Derbyshire Healthcare NHS Foundation Trust (24 009 187a)
Category : Health > Mental health services
Decision : Closed after initial enquiries
Decision date : 04 Nov 2024
The Ombudsman's final decision:
Summary: Ms X complains about Derbyshire County Council and Derbyshire Healthcare NHS Foundation Trust. She says the organisations acted with fault when she was detained in hospital under the Mental Health Act in 2022. Ms X’s complaint is late and there are not enough good reasons for the Ombudsmen to investigate it now.
The complaint
- Ms X complains about the actions of Derbyshire County Council (the Council) and Derbyshire Healthcare NHS Foundation Trust (the Trust) in early 2022, when she was detained in hospital under the Mental Health Act 1983. Specifically, Ms X complains that:
- the Council and Trust did not properly consider the impact of a physical illness on her mental health symptoms when assessing her and deciding to apply for the detention and
- the Council and Trust did not properly consider alternatives that were less restrictive than hospital detention.
- Ms X says that she was wrongly imprisoned in hospital and this has had a serious and lasting harmful impact on her health and wellbeing. She says the experience has left her fearful and distrustful of doctors and hospitals. She believes her partner would still be alive if she had not been detained.
- Ms X’s key desired outcomes are:
- to have her detention removed from her hospital record; and
- a thorough report into the reasons for her detention.
The Ombudsmen’s role and powers
- The Local Government and Social Care Ombudsman and Health Service Ombudsman have the power to jointly consider complaints about health and social care. (Local Government Act 1974, section 33ZA, as amended, and Health Service Commissioners Act 1993, section 18ZA).
- We cannot investigate late complaints unless we decide there are good reasons. Late complaints are when someone takes more than 12 months to complain to us about something an organisation has done. (Local Government Act 1974, sections 26B and 34D, as amended, and Health Service Commissioners Act 1993, section 9(4).)
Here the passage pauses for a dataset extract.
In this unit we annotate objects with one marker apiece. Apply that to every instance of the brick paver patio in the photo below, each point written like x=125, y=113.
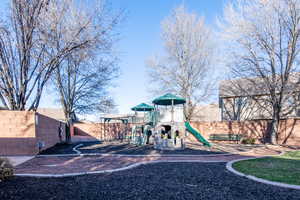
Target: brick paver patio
x=91, y=163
- Ms X has complained about other, related, issues. The Parliamentary and Health Service Ombudsman (PHSO) is considering these separately because they are about matters the Trust alone is responsible for.
How I considered this complaint
- I have considered information Ms X, the Council and the Trust have provided in writing. Ms X has had an opportunity to comment on a draft version of this decision. I considered Ms X’s comments before reaching a final decision.
What I found
- Ms X became aware of the problems she complains about in early 2022. Her hospital detention ended in March 2022 and she then went home. She complained to the Ombudsmen in April 2024, more than two years after she first became aware of the problems. This means that her complaint is late.
- The time limit in law for bringing complaints to the Ombudsmen exists for good reasons. It is there to give us the best opportunity to make robust, fair and evidence-based decisions on complaints. The longer after an event an investigation starts, the more difficult it can be to find out the relevant facts, get accurate recollections from those involved, and reach a sound decision.
- I have carefully considered whether there are any good reasons to investigate the complaint now, despite it being late. In doing so, I have taken the following information into account.
- Ms X has explained that she did not complain to the Trust until May 2023 because between March 2022 and May 2023, she was seriously ill and recovering from her hospital admission. She was also grieving the loss of a loved one.
- Ms X’s records state she has significant chronic health problems. Ms X explained that, after she came home from hospital in March 2022, she continued to have significant physical health problems affecting her ability to go through a complaints process. These did not improve until after treatment in March 2023. Therefore, it is unlikely Ms X could have started complaining earlier than May 2023, when she started the Trust’s complaints process.
- There was a delay in the Trust’s complaints process. It did not respond to Ms X’s complaint until March 2024. Ms X complained to the Ombudsmen without delay after getting the Trust’s response.
- I have reviewed Ms X’s medical records for the period she complains of, and they do not indicate any procedural faults in relation to the complaints I am considering. It has now been more than two and a half years since the events Ms X complains about. The professionals involved are unlikely to be able to remember the events well enough to provide meaningful responses to our enquiries, beyond what is in Ms X’s medical records. This would affect the fairness and reliability of an investigation. It also means that an investigation would be unlikely to achieve Ms X’s desired outcome of providing a thorough explanation of the reasons for her detention, beyond what is already in her medical records and what the Trust explained in its response to the complaint.
- The Ombudsmen cannot require the Council and Trust to remove Ms X’s detention from her medical records.
- Having taken all the above into account, my view is there are not enough good reasons to investigate the complaint now. Ms X has provided powerful explanations for the delay in starting the complaints process. But, they do not outweigh the strong likelihood that we would be unable to:
- conduct a fair investigation or achieve a robust conclusion because of the time that has passed; or
- achieve her desired outcomes.
Final decision
- We will not investigate Ms X’s complaint because it is late and there are not enough good reasons to investigate it now.